Maritime Activity Reports, Inc.

May 9, 2016

South Korea's Hyundai Heavy Industries Co Ltd, the world's biggest shipbuilder by revenue, will slash more jobs and sell non-core assets as part of efforts to cope with shrinking orders, it said on Monday.

The South Korean government has urged ailing industries to speed up restructuring efforts to help revive Asia's fourth-biggest economy. Companies such as Daewoo Shipbuilding & Marine Engineering and the country's No. 1 shipping company Hanjin Shipping have already had to undergo debt restructuring with creditors due to a severe downturn in their respective industries.

South Korea is home to the world's three largest shipbuilders - Hyundai Heavy, Daewoo Shipbuilding & Marine and Samsung Heavy Industries Co Ltd - and all three reported record losses last year due to the slump in the oil industry.

Hyundai Heavy Industries said it will carry out "voluntary retirement of manager-level employees" without identifying the target number.
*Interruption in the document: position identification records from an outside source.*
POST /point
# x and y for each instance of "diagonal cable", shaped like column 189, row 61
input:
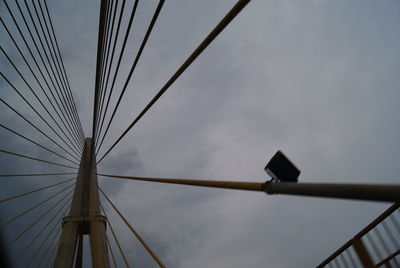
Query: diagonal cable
column 34, row 191
column 144, row 244
column 34, row 58
column 103, row 89
column 38, row 98
column 112, row 253
column 36, row 159
column 133, row 12
column 112, row 57
column 37, row 144
column 62, row 116
column 135, row 62
column 62, row 64
column 36, row 221
column 69, row 145
column 64, row 206
column 58, row 89
column 37, row 128
column 211, row 36
column 35, row 206
column 56, row 63
column 116, row 239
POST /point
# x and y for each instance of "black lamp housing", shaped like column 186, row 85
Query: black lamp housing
column 280, row 168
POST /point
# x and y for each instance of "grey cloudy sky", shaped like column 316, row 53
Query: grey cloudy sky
column 317, row 79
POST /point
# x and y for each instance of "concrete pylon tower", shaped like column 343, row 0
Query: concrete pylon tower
column 84, row 219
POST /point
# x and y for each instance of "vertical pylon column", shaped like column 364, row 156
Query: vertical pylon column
column 84, row 218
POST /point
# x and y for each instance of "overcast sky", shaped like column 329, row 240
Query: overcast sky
column 318, row 80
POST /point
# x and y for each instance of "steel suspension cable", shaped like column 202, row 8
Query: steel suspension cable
column 236, row 185
column 111, row 61
column 35, row 206
column 56, row 62
column 63, row 207
column 38, row 129
column 37, row 97
column 76, row 150
column 53, row 251
column 115, row 238
column 211, row 36
column 37, row 144
column 48, row 249
column 62, row 117
column 58, row 89
column 33, row 57
column 35, row 174
column 98, row 67
column 103, row 90
column 37, row 220
column 112, row 253
column 34, row 191
column 62, row 63
column 149, row 250
column 36, row 159
column 57, row 65
column 133, row 12
column 139, row 53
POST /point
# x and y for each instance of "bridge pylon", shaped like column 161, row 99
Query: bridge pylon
column 84, row 218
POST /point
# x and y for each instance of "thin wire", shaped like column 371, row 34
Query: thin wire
column 111, row 61
column 102, row 87
column 53, row 251
column 37, row 159
column 37, row 128
column 41, row 146
column 236, row 185
column 33, row 57
column 390, row 235
column 34, row 191
column 48, row 249
column 65, row 212
column 58, row 88
column 133, row 12
column 35, row 174
column 35, row 206
column 62, row 63
column 116, row 239
column 62, row 79
column 211, row 36
column 76, row 150
column 62, row 118
column 36, row 221
column 112, row 253
column 98, row 67
column 149, row 250
column 143, row 44
column 42, row 230
column 37, row 97
column 351, row 258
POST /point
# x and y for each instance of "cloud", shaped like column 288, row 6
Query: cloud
column 316, row 79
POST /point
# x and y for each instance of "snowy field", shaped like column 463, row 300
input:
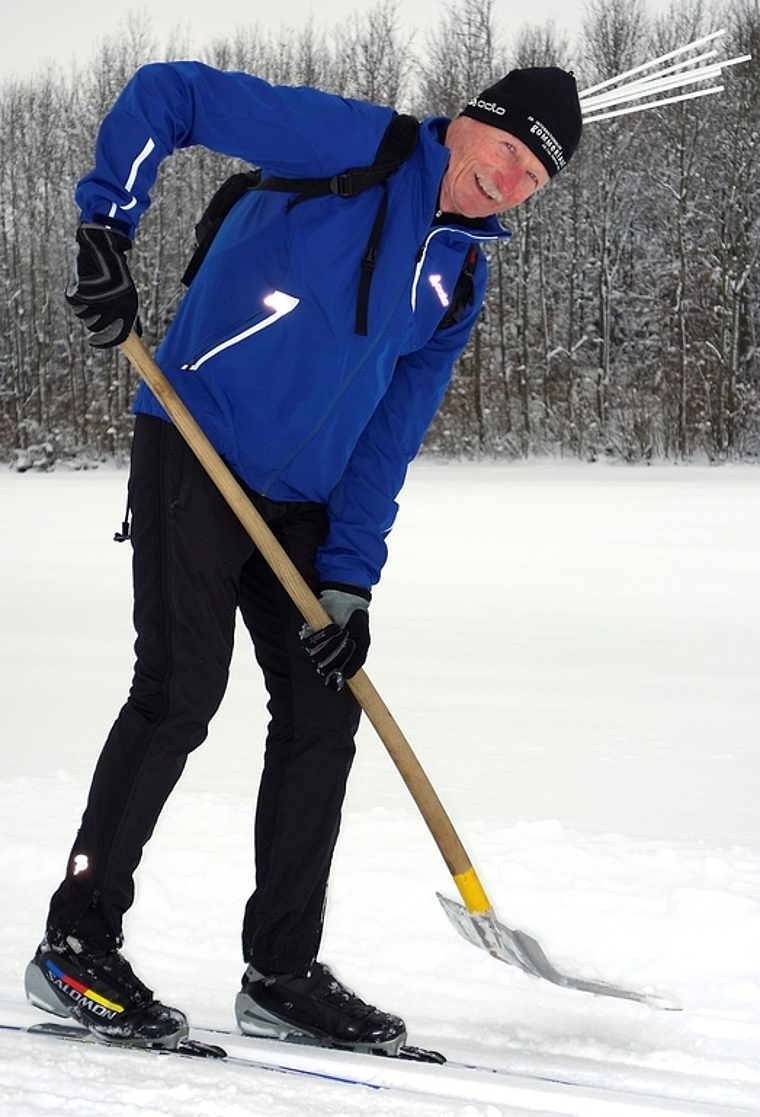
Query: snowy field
column 575, row 655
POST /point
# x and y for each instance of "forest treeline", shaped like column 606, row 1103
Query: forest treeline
column 621, row 318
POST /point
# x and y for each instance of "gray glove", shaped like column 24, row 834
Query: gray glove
column 339, row 649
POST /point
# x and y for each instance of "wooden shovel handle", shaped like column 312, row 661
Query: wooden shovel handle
column 399, row 748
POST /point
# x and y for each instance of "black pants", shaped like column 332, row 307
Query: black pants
column 193, row 567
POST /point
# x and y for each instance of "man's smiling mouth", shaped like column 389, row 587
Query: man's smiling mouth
column 488, row 190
The shipbuilder also said it plans to sell off non-core assets such as recreational facilities.

South Korean newspaper MoneyToday said the shipbuilder plans to sell about 1 trillion won's ($855 million) worth of stocks it owns, and other assets such as golf memberships and property and buildings. It said the plan also includes letting go of 3,000 workers, or nearly 10 percent of the company's total workforce, citing the shipbuilder's internal documents.

A spokesman at Hyundai Heavy declined to comment, but said it plans to submit "self-rescue" measures to its lead creditor KEB Hana Bank this week.

Hyundai Heavy has already cut 25 percent of its senior managers and reduced overall executive pay.